Indexing supports selection of columns by name or 0-indexed number, but rows and cells can only be indexed by number. Numeric indexing refers to position within the data element of the table (column headings, row indexes and data), not position in the output Excel sheet.
This additional_formatting
parameter is best demonstrated by example:
additional_formatting = [
# Align data center, but not column indexes
{"column":
{"columns": ["some_column", "another_column"], # str, int or list of either
"format": {"align": "center"},
"include_names": False # Whether to include column headings (optional)
}
},
# Align column left, including column index
{"column":
{"columns": [3],
"format": {"left": 1},
"include_names": True
}
},
# Underline the bottom of the table, including row index
{"row":
{"rows": -1, # Numbers only, but can refer to last row using -1
"format": {"bottom": 1}, # Underline row
"include_names": True # Whether to include row indexes
}
},
# A bad example, turning a single cell's font red
{"cell":
{"cells": (3, 3), # tuple or list of tuples (numbers only)
"format": {"font_color": "red"}
}
}
]
For any formatting beyond this, if the package should support it then please raise an issue
or create a pull request. Otherwise, you will need to modify the underlying
GPWorkbook
or GPWorksheet
objects
before they are written to Excel.
See this in practice under Example Usage.
GPTable
Class¶
- class gptables.core.gptable.GPTable(table, table_name, title, scope=None, source=None, units=None, table_notes=None, subtitles=[], instructions='', legend=[], index_columns={2: 0}, additional_formatting=[])[source]¶
A Good Practice Table.
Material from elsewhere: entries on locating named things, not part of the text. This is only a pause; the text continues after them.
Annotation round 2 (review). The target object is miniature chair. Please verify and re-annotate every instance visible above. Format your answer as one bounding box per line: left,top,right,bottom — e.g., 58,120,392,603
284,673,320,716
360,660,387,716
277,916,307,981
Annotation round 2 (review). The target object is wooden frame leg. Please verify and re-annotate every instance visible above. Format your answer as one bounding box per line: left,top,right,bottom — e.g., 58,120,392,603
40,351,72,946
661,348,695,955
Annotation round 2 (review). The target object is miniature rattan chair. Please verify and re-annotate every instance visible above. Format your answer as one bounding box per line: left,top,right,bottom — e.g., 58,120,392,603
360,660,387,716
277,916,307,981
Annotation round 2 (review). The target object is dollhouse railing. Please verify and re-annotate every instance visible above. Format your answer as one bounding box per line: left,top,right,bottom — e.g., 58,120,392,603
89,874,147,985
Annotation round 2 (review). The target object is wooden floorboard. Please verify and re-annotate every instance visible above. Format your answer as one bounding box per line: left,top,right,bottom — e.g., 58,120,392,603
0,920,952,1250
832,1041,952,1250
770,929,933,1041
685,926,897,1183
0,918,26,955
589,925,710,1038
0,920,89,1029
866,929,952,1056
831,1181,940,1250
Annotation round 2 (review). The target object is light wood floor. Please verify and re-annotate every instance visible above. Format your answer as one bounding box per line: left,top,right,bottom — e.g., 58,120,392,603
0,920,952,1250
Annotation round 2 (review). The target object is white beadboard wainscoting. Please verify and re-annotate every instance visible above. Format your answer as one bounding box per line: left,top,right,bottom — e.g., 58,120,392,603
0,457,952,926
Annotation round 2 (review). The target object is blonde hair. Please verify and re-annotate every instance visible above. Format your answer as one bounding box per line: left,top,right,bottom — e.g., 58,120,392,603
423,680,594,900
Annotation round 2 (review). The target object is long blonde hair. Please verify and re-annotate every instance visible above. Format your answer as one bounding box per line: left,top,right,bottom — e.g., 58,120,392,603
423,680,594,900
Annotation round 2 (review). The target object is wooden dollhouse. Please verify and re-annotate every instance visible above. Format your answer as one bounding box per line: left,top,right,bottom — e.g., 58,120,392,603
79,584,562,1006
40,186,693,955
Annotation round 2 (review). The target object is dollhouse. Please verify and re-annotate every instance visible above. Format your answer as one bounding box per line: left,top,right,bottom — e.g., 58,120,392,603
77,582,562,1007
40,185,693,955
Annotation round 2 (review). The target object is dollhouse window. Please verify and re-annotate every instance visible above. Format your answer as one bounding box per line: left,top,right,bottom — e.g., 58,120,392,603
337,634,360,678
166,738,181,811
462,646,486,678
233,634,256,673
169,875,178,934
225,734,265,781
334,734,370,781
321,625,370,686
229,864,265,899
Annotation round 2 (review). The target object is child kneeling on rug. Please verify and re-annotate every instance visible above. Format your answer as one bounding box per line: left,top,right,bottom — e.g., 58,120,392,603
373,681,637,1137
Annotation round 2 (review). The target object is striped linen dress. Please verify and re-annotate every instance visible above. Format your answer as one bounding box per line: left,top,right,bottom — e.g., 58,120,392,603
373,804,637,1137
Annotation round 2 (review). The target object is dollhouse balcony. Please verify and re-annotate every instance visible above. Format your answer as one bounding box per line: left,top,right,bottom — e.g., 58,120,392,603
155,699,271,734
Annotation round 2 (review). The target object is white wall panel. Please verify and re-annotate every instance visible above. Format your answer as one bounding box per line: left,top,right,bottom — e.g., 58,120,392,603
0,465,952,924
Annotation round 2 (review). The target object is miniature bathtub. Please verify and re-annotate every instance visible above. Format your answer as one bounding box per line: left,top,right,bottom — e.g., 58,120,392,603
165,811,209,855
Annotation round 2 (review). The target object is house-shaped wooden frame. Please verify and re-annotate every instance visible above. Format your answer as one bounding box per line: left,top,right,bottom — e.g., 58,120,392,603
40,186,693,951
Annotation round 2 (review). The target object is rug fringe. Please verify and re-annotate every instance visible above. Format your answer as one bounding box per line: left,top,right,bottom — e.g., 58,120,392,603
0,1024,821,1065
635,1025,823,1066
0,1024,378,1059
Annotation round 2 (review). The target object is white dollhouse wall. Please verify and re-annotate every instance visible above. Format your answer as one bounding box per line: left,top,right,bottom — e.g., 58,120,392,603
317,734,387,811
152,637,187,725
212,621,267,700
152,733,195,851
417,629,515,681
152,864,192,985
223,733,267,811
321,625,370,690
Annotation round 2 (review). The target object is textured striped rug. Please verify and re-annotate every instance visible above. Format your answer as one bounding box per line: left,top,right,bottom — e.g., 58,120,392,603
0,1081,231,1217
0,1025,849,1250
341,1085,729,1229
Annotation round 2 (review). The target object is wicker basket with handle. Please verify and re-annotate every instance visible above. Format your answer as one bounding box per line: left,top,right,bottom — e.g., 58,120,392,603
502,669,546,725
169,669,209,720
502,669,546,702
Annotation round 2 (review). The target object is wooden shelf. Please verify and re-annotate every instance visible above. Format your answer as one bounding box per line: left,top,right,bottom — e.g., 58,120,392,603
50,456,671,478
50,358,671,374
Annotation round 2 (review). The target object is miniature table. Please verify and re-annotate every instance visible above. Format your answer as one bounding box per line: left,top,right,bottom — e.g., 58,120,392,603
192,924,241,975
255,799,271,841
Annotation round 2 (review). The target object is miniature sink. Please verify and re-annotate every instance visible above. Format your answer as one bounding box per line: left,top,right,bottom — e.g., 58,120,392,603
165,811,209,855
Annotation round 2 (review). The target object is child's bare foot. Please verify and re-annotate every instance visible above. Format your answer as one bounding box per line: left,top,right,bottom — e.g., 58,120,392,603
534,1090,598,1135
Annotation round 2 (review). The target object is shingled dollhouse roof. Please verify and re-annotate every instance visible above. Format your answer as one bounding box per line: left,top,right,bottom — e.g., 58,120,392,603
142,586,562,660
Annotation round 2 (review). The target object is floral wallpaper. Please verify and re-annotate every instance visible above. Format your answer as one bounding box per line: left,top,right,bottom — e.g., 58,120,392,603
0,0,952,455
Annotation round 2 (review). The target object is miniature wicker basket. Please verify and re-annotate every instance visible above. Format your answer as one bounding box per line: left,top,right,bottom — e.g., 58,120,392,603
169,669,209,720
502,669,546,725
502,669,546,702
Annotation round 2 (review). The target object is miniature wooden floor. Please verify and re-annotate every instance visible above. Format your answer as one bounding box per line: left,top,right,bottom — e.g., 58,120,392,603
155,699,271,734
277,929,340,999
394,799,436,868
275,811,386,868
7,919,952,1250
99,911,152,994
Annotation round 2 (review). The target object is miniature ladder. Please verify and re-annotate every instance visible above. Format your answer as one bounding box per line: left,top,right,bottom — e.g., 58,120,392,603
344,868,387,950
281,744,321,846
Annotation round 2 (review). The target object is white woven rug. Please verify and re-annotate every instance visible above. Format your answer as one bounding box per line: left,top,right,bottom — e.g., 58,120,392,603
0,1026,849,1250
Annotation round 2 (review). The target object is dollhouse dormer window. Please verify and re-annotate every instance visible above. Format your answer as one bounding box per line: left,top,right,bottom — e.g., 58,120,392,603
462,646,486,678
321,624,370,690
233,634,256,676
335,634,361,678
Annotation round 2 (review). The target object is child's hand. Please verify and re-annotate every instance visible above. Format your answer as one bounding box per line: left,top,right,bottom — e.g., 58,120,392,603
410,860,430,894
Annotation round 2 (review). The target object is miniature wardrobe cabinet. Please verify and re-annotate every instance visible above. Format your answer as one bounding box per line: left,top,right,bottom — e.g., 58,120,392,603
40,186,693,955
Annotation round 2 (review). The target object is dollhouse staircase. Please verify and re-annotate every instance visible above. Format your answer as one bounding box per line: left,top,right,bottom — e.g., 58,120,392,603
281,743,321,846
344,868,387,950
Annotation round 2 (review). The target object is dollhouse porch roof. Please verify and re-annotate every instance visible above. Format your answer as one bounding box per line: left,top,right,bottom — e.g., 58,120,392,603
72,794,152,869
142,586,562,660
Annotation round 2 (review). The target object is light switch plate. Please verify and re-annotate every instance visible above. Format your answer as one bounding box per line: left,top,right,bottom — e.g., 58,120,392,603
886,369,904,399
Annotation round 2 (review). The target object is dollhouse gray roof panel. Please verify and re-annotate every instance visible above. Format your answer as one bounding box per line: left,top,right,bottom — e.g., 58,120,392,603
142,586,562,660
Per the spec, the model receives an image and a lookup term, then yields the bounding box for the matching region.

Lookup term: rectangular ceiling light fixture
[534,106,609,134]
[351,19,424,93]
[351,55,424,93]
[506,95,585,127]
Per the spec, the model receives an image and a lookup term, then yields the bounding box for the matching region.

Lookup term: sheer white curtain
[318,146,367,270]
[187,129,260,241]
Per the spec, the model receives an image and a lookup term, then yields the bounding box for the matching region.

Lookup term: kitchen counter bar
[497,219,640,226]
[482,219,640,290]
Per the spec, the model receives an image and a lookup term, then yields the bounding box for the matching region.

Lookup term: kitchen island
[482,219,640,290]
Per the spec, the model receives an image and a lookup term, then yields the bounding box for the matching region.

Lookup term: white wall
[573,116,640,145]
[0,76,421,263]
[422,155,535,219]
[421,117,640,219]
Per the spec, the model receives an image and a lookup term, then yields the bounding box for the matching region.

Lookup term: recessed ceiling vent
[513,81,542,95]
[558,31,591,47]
Stores a table and metadata for writing a table to excel.
- table¶
table to be written to an Excel workbook
- Type
pandas.DataFrame
- table_name¶
name for table. Should be unique with no spaces and start with a character or underscore.
- Type
str
- title¶
title of the table
- Type
str
- subtitles¶
subtitles as a list of strings
- Type
List[str], optional
- instructions¶
instructions on how to read the sheet. If not provided, defaults to “This worksheet contains one table. Some cells may refer to notes, which can be found on the notes worksheet.”
- Type
str, optional
- scope¶
description of scope/basis of data in table if not included in title
- Type
str, optional
- source¶
description of the source of the data in table if not included in cover
- Type
str, optional
- units¶
units used in each (dict) column of table
- Type
dict, optional
- legend¶
descriptions of special notation used in table
- Type
list, optional
- index_columns¶
mapping an index level to a 0-indexed column as {level: column}. Default is a level two index in the first column ({2: 0}).
- Type
dict, optional
- additional_formatting¶
table-specific formatting for columns, rows or individual cells
- Type
dict, optional
- set_additional_formatting(new_formatting)[source]¶
Set a dictionary of additional formatting to be applied to this table.
- set_index_columns(new_index_columns)[source]¶
Set the index_columns attribute. Overwrites any existing values. A dict must be supplied. This dict should map index level to a single 0-indexed column number. All other columns will be considered as data columns.
- set_legend(new_legend, overwrite=True)[source]¶
Set a list of legend entries to the legend attribute. Overwrites existing legend entries by default. If overwrite is False, new entries are appended to the legend list.
- set_subtitles(new_subtitles, overwrite=True)[source]¶
Set a list of subtitles to the subtitles attribute. Overwrites existing ist of subtitles by default. If overwrite is False, new list is appended to existing list of subtitles.
- set_table(new_table, new_index_columns=None, new_units=None, new_table_notes=None)[source]¶
Set the table, index_columns, units and table_notes attributes. Overwrites existing values for these attributes.